Optional Components:

  • Syringes for addition of metabolites to the cuvette; (A141) 10µL, (A143) 50µL, A145) 100µL
  • S172 Thermistor (sample temperature)
  • A111 Variable halogen light source
  • S141 Light sensor

Experimental data showing the oxygen consumption rate of Glucose Oxidase using the OX1LP Dissolved Oxygen Package:

Other OX1LP Packages:

  • OX1LP-1ml
  • OX1LP-4ml
  • OX1LP-6ml
  • OX1LP-50ml

References:

  • Iris Bauer and Andreas Kappler. Rates and Extent of Reduction of Fe(III) Compounds and O2 by Humic Substances. Environ. Sci. Technol. Vol 43, Number 13, p4902–4908 ( 2009).
  • Carrie M. Mosher, Matthew A. Hummel, Timothy S. Tracy and Allan E.  Rettie.
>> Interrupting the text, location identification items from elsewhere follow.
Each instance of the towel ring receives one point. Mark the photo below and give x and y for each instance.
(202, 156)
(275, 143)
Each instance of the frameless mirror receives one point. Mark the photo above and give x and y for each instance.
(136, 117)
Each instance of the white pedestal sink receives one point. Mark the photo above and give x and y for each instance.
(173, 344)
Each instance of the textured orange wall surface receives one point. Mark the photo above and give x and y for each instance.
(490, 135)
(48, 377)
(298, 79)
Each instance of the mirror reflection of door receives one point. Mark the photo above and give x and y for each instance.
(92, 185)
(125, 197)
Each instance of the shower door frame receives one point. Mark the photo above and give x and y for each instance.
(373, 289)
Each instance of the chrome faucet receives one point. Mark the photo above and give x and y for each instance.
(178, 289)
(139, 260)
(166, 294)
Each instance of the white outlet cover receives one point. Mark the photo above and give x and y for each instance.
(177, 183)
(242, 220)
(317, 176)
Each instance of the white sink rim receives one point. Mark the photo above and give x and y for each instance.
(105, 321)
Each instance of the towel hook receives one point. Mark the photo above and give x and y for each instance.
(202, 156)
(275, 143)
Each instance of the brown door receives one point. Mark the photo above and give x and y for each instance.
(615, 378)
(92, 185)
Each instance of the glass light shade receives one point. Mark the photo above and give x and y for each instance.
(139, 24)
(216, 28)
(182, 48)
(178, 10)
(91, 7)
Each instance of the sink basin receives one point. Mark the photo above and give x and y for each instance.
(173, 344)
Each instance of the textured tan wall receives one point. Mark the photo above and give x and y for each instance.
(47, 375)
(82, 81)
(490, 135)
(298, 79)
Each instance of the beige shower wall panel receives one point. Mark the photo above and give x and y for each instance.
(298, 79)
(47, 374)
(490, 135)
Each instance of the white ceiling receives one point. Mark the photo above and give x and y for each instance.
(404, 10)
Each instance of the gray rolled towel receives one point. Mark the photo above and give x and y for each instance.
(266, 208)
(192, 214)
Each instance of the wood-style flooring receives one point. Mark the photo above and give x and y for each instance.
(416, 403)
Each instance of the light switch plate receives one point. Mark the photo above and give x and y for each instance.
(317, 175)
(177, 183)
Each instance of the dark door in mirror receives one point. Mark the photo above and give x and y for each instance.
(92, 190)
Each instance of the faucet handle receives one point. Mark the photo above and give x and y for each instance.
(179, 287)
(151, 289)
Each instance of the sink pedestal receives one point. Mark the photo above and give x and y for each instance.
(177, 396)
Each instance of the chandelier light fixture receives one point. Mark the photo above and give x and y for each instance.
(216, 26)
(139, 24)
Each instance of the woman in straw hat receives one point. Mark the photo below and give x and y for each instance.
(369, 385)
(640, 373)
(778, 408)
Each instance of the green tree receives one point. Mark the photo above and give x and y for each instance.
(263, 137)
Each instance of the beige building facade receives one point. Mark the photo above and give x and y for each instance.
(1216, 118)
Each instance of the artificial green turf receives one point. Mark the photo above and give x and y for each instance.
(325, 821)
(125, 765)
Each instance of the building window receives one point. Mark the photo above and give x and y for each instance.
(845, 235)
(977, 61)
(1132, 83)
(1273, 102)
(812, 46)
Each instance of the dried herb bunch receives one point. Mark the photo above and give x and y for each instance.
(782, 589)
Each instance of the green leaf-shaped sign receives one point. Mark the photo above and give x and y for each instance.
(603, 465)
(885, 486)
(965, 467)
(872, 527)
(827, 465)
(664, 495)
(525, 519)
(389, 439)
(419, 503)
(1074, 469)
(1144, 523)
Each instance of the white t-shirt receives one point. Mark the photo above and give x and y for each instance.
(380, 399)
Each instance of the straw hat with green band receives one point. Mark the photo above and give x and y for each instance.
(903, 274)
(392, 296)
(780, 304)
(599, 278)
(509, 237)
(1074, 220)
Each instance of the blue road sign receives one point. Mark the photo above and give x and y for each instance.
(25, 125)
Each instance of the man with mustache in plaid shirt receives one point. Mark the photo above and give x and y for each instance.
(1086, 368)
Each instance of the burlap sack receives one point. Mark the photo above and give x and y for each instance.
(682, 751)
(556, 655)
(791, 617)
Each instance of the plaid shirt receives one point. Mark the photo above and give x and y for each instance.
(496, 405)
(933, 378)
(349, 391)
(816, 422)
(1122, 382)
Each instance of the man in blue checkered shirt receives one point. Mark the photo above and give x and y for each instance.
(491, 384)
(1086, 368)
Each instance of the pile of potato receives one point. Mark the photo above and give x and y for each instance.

Functional Analysis of Phenylalanine Residues in the Active Site of Cytochrome P450 2C9. Biochemistry Vol 47, Number 45, p11725–11734 (2008).
  • Bryce A. Mendelsohn, Bethany L. Kassebaum and Jonathan D. Gitlin. The zebrafish embryo as a dynamic model of anoxia tolerance.  Developmental Dynamics Vol 237, Issue 7,p1780–1788 (2008).
  • Bryce A. Mendelsohn and Jonathan D. Gitlin. Coordination of development and metabolism in the pre-midblastula transition zebrafish embryo.  Developmental DynamicsVol 237, Issue 7,p1789–1798 (2008).
  • Johnson EA, Rosenberg J, McCarty RE.  Expression by Chlamydomonas reinhardtii of a chloroplast ATP synthease with polyhistidine-tagged beta subunits.  Biochimica et Biophysica Acta 1767:374-380 (2007)
  • Johnson E A. Altered expression of the chloroplasts ATP synthase through site-directed mutagenesis in Chlamydamonas Reinhardtii.  Photosynth Res vol 96:153-162 (2008)
  • Charles W. Locuson, Peter M. Gannett and Timothy S. Tracy. Heteroactivator effects on the coupling and spin state equilibrium of CYP2C9. Archives of Biochemistry and Biophysics Vol 449, Issues 1-2, p115-129 (2006).